In dramaturgischer Hinsicht könnte den Filmemachern vorgeworfen werden, dass die Kriminalgeschichte um Boggies Verschwinden, die ja der Anlass für Barneys Erinnerung gewesen war, zu sehr in den Hintergrund tritt. Obwohl sie auch aufgelöst wird, geschieht dies zu einem Zeitpunkt, in dem sie kaum noch das Interesse des Zuschauers weckt. Unterstützt von den meistens in warmes Licht getauchten Bildern des Kameramanns Guy Dufaux und dem exquisiten Produktionsdesign von Claude Paré gilt das Hauptaugenmerk von Regisseur Lewis jedoch der Figurenzeichnung, insbesondere des Protagonisten Barney Panofsky. Dabei stellt Paul Giamatti seine großartige Wandlungsfähigkeit unter Beweis: Das Altern seiner Figur gelingt nicht nur dank der Maske, sondern besonders durch die gesamte Körpersprache des Schauspielers, der den 70-Jährigen mit leicht gebückter Haltung und gemessenen Bewegungen darstellt. Paul Giamatti schafft es aber darüber hinaus, Barney in seiner ganzen Widersprüchlichkeit zum Leben zu erwecken: Der erfolgreiche Geschäftsmann, der gegenüber Mitarbeitern rücksichtslos seinen Willen durchsetzt, erweist sich andererseits als verletzlicher Romantiker.

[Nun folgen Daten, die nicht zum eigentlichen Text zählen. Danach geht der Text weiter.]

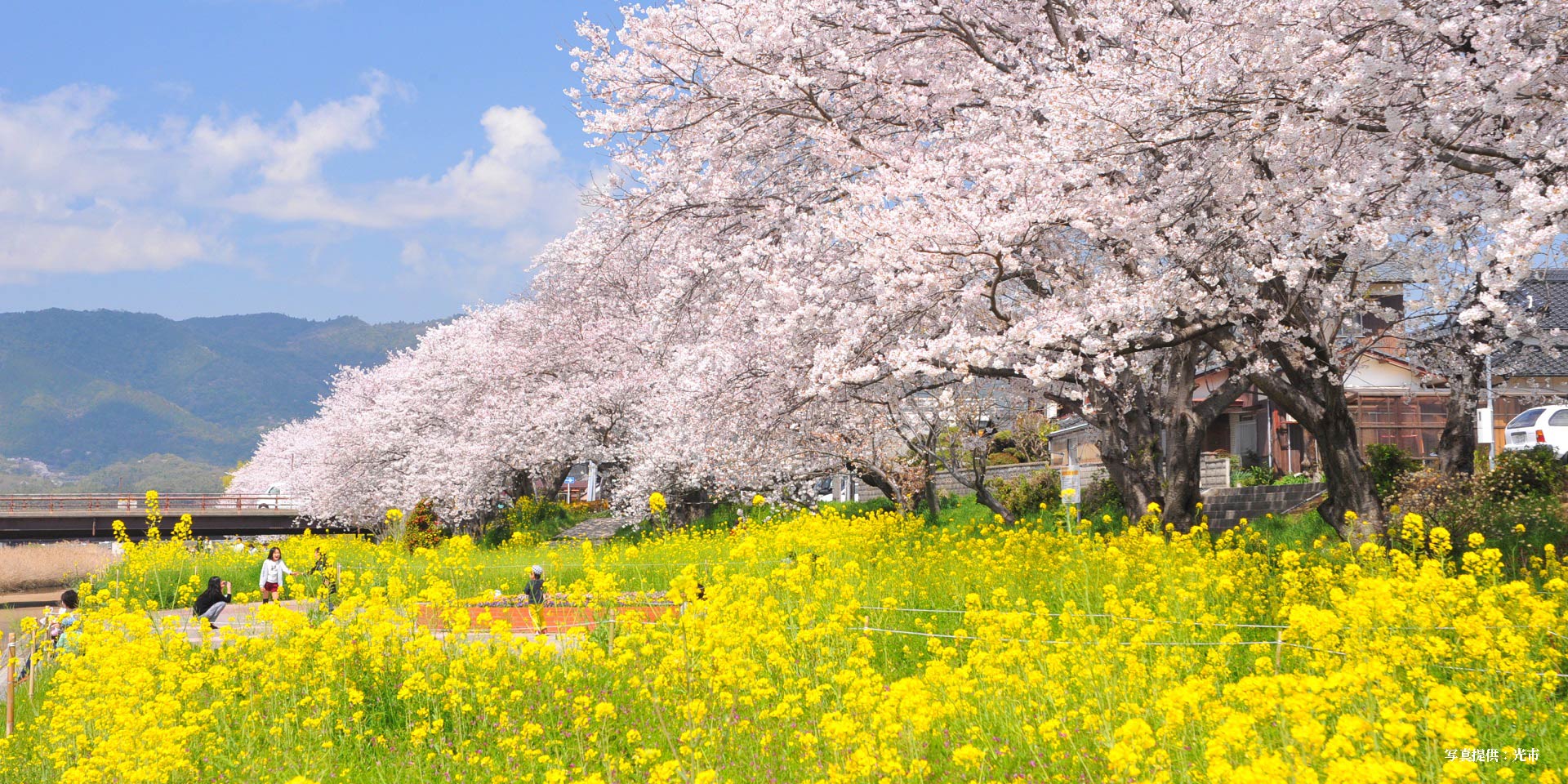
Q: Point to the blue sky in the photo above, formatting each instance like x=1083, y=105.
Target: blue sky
x=201, y=157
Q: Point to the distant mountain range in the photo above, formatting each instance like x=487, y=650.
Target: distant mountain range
x=122, y=400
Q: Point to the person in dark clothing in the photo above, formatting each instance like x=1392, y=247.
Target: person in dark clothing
x=535, y=588
x=327, y=577
x=212, y=601
x=535, y=593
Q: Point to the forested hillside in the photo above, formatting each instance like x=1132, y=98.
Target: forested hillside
x=93, y=391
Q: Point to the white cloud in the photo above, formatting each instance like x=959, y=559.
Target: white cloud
x=514, y=179
x=99, y=238
x=80, y=192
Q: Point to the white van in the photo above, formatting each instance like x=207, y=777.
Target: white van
x=1539, y=427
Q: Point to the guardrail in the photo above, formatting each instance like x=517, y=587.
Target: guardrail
x=136, y=506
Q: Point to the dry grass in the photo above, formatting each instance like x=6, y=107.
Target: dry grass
x=51, y=565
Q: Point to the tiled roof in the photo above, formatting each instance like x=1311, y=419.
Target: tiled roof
x=1545, y=295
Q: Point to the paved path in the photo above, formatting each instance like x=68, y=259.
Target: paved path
x=238, y=620
x=595, y=529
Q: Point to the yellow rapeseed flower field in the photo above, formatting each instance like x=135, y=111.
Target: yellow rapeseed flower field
x=814, y=647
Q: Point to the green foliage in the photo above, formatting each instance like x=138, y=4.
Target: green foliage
x=1029, y=494
x=1525, y=474
x=1031, y=436
x=1101, y=497
x=1494, y=507
x=422, y=529
x=1254, y=477
x=1387, y=465
x=1294, y=530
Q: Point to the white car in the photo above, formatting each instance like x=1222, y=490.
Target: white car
x=276, y=497
x=1539, y=427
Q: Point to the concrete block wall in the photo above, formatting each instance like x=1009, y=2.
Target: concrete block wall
x=1227, y=507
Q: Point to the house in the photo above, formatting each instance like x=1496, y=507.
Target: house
x=1392, y=399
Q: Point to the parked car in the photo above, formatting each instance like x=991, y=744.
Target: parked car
x=1537, y=427
x=276, y=497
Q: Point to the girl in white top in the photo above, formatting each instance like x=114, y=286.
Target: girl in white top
x=274, y=571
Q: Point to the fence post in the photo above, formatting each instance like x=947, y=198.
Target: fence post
x=10, y=683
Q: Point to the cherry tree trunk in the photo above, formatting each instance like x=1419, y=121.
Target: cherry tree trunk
x=1317, y=402
x=1457, y=443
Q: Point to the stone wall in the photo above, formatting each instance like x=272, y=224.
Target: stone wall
x=1214, y=470
x=947, y=483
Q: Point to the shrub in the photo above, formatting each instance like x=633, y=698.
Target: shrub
x=1254, y=475
x=1026, y=494
x=1465, y=506
x=422, y=529
x=1525, y=474
x=1099, y=497
x=1388, y=463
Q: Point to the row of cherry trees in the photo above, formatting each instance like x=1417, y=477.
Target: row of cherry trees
x=830, y=218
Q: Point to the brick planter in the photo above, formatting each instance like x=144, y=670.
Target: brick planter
x=555, y=618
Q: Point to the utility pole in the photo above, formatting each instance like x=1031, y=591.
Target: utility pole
x=1491, y=412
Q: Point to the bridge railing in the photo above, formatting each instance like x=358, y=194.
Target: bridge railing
x=136, y=506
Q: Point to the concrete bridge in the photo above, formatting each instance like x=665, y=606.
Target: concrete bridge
x=46, y=518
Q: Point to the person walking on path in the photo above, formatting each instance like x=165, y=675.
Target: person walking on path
x=212, y=601
x=535, y=591
x=274, y=571
x=327, y=577
x=57, y=627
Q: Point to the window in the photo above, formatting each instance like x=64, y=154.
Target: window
x=1523, y=421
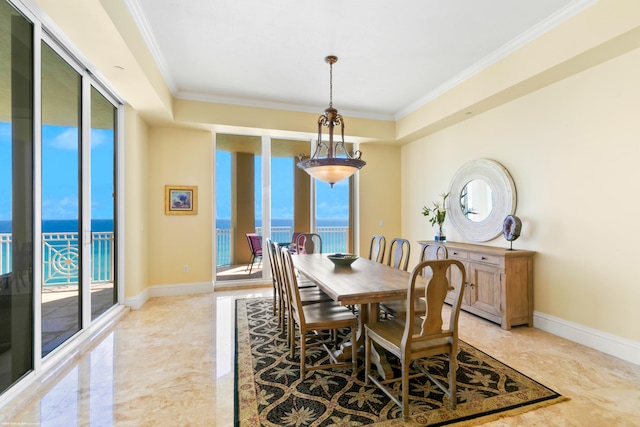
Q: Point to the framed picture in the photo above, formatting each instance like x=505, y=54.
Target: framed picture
x=180, y=200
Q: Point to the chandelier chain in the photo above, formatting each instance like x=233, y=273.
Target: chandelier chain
x=330, y=84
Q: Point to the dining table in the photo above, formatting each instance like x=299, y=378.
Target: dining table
x=364, y=284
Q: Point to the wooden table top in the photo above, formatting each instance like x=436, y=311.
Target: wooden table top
x=364, y=282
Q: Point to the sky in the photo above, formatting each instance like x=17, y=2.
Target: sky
x=60, y=173
x=60, y=179
x=332, y=203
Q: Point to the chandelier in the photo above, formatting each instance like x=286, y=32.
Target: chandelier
x=331, y=169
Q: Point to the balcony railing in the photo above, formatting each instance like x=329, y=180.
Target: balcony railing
x=334, y=239
x=60, y=258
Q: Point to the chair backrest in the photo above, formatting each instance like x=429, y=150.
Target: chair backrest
x=271, y=251
x=399, y=251
x=255, y=243
x=291, y=285
x=292, y=246
x=377, y=248
x=435, y=293
x=431, y=251
x=309, y=243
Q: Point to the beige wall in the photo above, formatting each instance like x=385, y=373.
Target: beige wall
x=180, y=157
x=380, y=189
x=572, y=149
x=136, y=204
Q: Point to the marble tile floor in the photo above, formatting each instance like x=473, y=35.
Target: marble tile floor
x=171, y=362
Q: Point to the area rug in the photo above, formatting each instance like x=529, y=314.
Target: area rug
x=269, y=392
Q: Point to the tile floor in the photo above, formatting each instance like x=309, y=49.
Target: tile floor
x=170, y=363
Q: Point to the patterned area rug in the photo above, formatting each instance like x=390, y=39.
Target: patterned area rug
x=269, y=392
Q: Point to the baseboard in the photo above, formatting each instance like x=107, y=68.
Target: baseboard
x=167, y=291
x=613, y=345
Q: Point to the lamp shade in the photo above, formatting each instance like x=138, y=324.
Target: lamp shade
x=332, y=169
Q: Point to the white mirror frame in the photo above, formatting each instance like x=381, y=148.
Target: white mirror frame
x=504, y=199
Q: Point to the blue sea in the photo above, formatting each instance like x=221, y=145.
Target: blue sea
x=64, y=225
x=320, y=222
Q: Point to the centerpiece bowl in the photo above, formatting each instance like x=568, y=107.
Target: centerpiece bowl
x=342, y=260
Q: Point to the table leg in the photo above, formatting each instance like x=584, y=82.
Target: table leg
x=367, y=313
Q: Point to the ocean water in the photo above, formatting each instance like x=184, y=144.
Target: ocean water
x=64, y=225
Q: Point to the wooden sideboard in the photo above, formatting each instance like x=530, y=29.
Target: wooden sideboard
x=499, y=285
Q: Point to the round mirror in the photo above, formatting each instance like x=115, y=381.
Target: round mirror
x=481, y=195
x=476, y=200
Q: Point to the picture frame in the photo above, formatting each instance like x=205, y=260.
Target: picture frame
x=180, y=200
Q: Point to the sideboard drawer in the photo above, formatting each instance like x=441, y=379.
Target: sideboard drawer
x=458, y=254
x=485, y=258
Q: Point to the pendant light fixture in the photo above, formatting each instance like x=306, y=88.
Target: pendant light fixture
x=331, y=169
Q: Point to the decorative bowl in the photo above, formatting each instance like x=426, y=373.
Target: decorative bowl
x=342, y=260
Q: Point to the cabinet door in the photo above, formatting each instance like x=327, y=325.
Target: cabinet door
x=484, y=290
x=454, y=279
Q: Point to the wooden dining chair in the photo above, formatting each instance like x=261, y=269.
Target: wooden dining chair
x=429, y=251
x=399, y=251
x=309, y=243
x=309, y=292
x=316, y=318
x=377, y=248
x=418, y=337
x=255, y=246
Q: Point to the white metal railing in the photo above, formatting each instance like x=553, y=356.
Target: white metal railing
x=334, y=239
x=60, y=258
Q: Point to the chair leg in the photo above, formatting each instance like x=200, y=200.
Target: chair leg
x=354, y=352
x=250, y=266
x=367, y=358
x=303, y=355
x=405, y=389
x=453, y=369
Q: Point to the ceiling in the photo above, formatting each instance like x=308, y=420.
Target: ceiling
x=394, y=56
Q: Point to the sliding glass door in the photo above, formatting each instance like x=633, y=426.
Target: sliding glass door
x=103, y=178
x=259, y=189
x=16, y=196
x=61, y=154
x=57, y=196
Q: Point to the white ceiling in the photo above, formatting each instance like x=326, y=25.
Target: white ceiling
x=394, y=56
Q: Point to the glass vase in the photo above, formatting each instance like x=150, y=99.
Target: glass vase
x=440, y=234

Vielen Figuren aus Woody Allen-Filmen ähnlich, besteht Barneys Tragik darin, das lang ersehnte Glück nicht genießen zu können – aus lauter Angst, es wieder zu verlieren.

Trotz seines durchgängigen, teils bissigen Humors stellt sich „Barneys Version“ eher als eine Tragikomödie heraus, bei der die ständige Suche nach Glück letztlich zu großer Einsamkeit führt. Vielleicht ist diese pessimistische Sicht der „conditio humana“ darauf zurückzuführen, dass sich Barney im Unterschied etwa zu den Protagonistinnen von „Abbitte“ oder „Spur eines Lebens“ nicht bereit zeigt, eigene Fehler einzugestehen.